Kidnap gangs plague rich and poor in Venezeula

Observer/Guardian:

A wave of kidnappings across Venezuela is spreading fear and anger among communities who say that criminal gangs are out of control.

Hundreds of men, women and children have been swept off the streets in broad daylight and held for ransom, forcing their families to sell homes and other assets to buy their freedom.

The national assembly debated a bill last week that would make sentences of up to 30 years mandatory for kidnapping, as part of a long-promised government crackdown. Official figures released last week recorded 166 abductions so far this year, more than one a day. Most of the kidnappings go unreported and the real figure is estimated to be up to four times higher.

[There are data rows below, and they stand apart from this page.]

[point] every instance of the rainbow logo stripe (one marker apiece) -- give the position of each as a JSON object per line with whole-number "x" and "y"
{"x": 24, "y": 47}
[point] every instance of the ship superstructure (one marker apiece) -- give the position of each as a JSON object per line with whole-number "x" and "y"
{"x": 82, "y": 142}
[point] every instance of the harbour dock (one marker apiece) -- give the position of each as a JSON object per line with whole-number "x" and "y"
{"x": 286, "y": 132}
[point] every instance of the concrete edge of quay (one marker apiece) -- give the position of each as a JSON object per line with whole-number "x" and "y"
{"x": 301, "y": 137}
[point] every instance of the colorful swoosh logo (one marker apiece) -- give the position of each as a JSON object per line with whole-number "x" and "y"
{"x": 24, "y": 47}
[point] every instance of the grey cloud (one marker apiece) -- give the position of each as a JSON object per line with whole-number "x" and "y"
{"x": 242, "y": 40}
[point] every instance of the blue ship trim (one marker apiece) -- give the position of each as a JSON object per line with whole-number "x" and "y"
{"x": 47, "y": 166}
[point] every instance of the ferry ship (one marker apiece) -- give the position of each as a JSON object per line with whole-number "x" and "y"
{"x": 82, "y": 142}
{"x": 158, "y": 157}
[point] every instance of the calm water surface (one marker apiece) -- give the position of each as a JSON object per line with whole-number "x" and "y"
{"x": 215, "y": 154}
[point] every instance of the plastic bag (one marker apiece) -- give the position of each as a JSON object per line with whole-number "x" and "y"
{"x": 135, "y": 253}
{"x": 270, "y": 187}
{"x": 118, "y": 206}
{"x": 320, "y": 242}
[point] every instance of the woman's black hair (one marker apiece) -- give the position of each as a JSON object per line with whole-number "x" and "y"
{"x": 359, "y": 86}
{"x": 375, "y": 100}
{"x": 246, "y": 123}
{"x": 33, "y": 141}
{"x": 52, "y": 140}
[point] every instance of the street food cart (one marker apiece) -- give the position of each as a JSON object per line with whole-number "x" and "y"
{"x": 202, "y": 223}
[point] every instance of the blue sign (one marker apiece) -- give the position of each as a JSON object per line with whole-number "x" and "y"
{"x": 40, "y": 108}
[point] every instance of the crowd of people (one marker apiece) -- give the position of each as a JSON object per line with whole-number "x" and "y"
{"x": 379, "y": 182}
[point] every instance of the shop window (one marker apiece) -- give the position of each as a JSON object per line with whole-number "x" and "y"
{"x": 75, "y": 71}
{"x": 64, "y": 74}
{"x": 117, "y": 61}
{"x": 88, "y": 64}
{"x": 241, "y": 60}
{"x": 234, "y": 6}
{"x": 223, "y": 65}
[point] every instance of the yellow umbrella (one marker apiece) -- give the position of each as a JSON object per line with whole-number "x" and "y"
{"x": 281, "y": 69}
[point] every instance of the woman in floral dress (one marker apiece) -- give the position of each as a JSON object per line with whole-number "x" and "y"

"It's horrific. We have had four students abducted from the campus," said Briceida Morales, a lecturer at Santa María University in Barinas, the worst hit state. "People are snatched from shopping malls. Women, children, pensioners, it doesn't matter if you're wealthy or not, they take anyone."

In one incident, three men seized a three-year-old girl from her mother at a bus stop in a Barinas slum. The mother gave up the family's most valuable possession, a fridge, to pay the ransom.

...

There is more. The problem also effects other South American countries where the rule of law has slipped into a sometime thing, but Venezuela has had a serious crime problem ever since Chavez took over.